All’improvviso un’epidemia di straordinarie proporzioni ci costringe a stare a casa.  Tutti. Si chiudono le scuole e insegnanti e studenti  rimangono in  una fase di sospensione di alcuni giorni cioè fino a quando  capiscono che il periodo durerà piuttosto a lungo.

A questo punto, quello che prima sembrava quasi un vezzo per avanguardisti, la scuola digitale, diventa una necessità. I ragazzi non possono perdere mesi e mesi di scuola,  per cui gli istituti si attivano per fare in modo di continuare le lezioni on line.

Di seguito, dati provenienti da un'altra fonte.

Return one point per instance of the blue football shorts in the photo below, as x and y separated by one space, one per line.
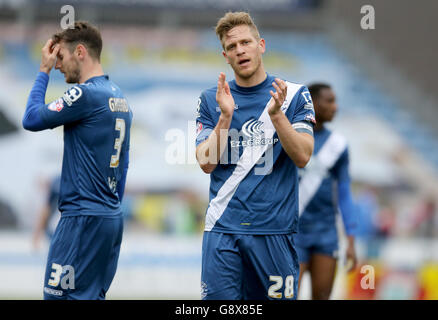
83 256
324 242
248 267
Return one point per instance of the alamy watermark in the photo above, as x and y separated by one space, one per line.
67 21
246 147
368 21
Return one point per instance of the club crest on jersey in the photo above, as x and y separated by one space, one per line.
56 105
72 95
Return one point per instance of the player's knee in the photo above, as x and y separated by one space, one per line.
323 294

Ora, il primo computer che io mi ricordi di avere visto in una scuola, siamo nel 1992, era un Commodore 64, a confronto dei pc attuali  un inverecondo e preistorico trabiccolo, per fare partire il quale occorreva inserire un’interminabile  fila di codici. Siamo cioè a circa trent’anni dall’avvio dell’era digitale  diffusa  e il primo dato sorprendente è che non sia mai stata predisposta una piattaforma ministeriale per  la didattica a distanza, quando, tra l’altro, dal nostro ordinamento è prevista sia la scuola in ospedale che  l’insegnamento a domicilio.

Per cui le scuole si sono messe a cercare quello che c’era disponibile sul mercato, che qualche volta è all’altezza, qualche volta meno. Sono piattaforme organizzate  da informatici apprezzabili che poco sanno però  sul funzionamento dei diversi ordini  di scuola e soprattutto sui comportamenti dei ragazzi.

Ad esempio affidare agli studenti la scelta della materia a cui iscriversi è un vero atto di incoscienza didattica. Nel senso vero della parola: non coscienza. Per essere chiari, io non credo alle facoltà taumaturgiche  dell’informatica. Penso sia uno strumento utile ma in cui non si può esaurire l’insegnamento, però è un fatto che l’informatica permea ormai completamente la nostra vita e soprattutto quella dei ragazzi.

Non maneggiarla significa non capire il mondo in cui viviamo. Uso apposta un termine che si riferisce più all’uso degli attrezzi che agli strumenti raffinati. Non interessa la teoria dell’informatica, se non per i cultori della materia, ma l’uso sì.

Questo è un altro scoglio; se in una situazione di normalità un 25-30% di docenti che non usano il pc  sono considerabili una percentuale bassa, quando tutto si svolge on line è altissima.  Inoltre, fare lezione con il supporto di Lim o pc non è come fare scuola solo con strumenti  informatici, soprattutto coi più piccoli.  I genitori  sono fondamentali,  in questa  fase più che mai,  se sostengono  i figli  e non invadono il terreno dell’insegnamento. Non tutti gli alunni lavorano in pari condizioni. I genitori non lo vedono. Gli insegnanti sì.